Вот такую неверность слову и проявил царь Иоанн при взятии Полоцка у Литвы. Здесь российского государя можно было бы заподозрить в малодушии, если б не знали наверное о его коварстве… Это было в начале шестого года Ливонской войны. После двух недель изнурительной осады царь обещал полочанам, что в случае добровольной сдачи города ни сами жители, ни имущество их нисколько не пострадают. Измученные поло-чане понадеялись на данное им обещание и поверили московскому царю; придя к своему воеводе по имени Довойна, они просили его сдать город. Полочане думали, что православный царь не будет чинить вреда жителям города, искони православного и тяготеющего к православию, и потому были настойчивы в просьбах. К тому же полочане имели примеры из войны Ливонской, когда московский государь, захватив новые области, старался добрым отношением расположить к себе и к россиянам жителей тех областей; и так поступал не только царь, но и польский король, и король шведский, и датчане – все, кто рвал куски от ливонского пирога. А Довойна и сам подумывал о сдаче: Полоцк был уже много выжжен, стены на большом протяжении разрушены, силы воинов иссякали, помощи же от Литвы не ожидалось. И воевода согласился. Полочане отворили порота и пустили московское войско в город.

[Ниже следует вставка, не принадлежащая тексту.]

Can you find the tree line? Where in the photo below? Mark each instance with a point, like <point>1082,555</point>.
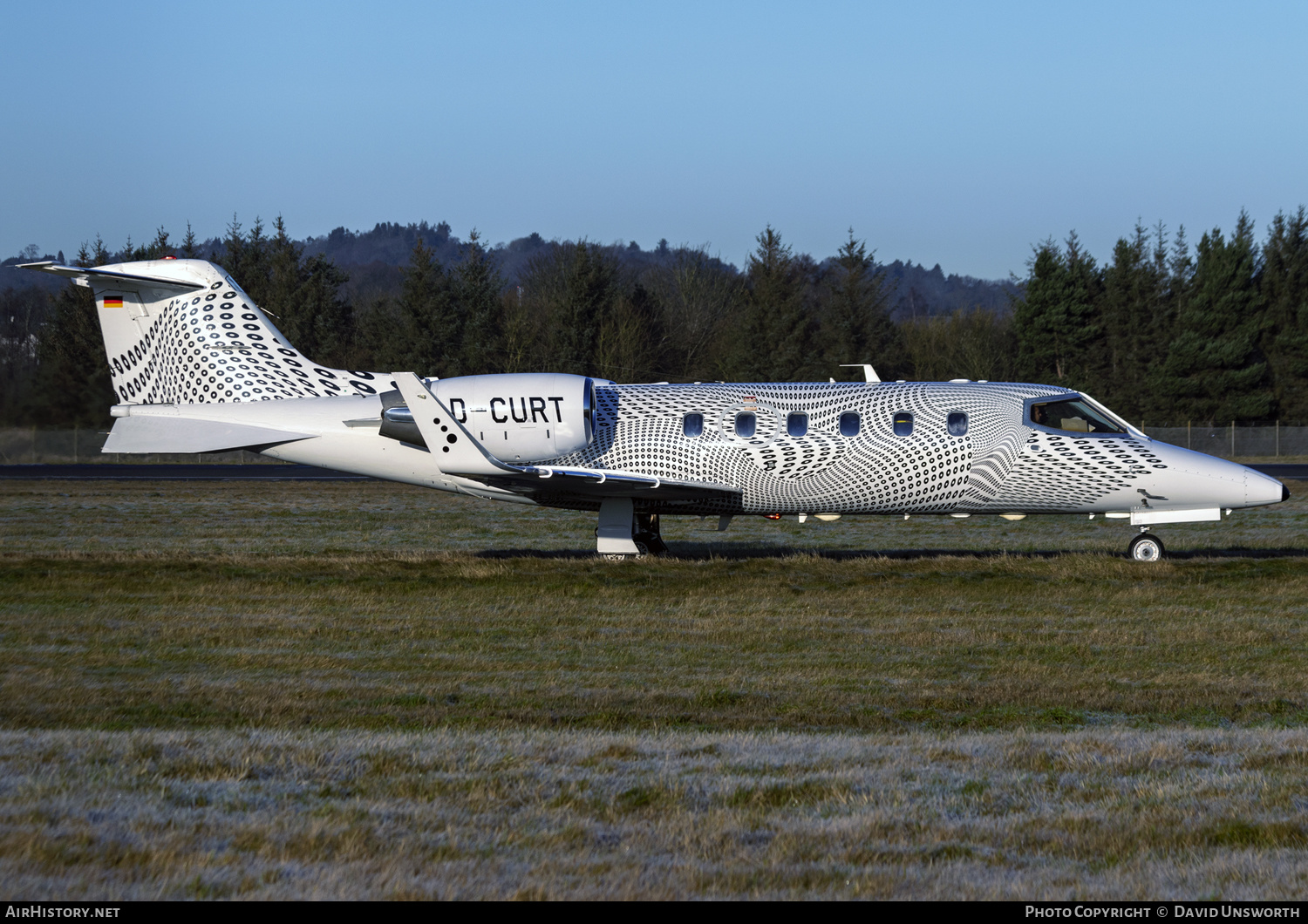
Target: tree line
<point>1166,335</point>
<point>1161,334</point>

Но Иоанн не сдержал слова. Он разорил всех, кого еще можно было разорить после двухнедельной осады, он много золота и серебра отнял у купцов и знатных полочан, дома их разграбил, храмы католические осквернил, а епископа, польскую и литовскую шляхту и многих иных людей, вместе с самим злосчастным Довойной заключил в железа и велел доставить всех в Москву. Жидов же полоцких царь частью обратил в православие, а строптивых утопил. И после этого долго пировал Иоанн, ничуть не мучась тем, что не сдержал свое высочайшее слово, что прибегнул к гнусному обману; в тени же царской праздновал великую удачу cонм Иоанновых любимцев…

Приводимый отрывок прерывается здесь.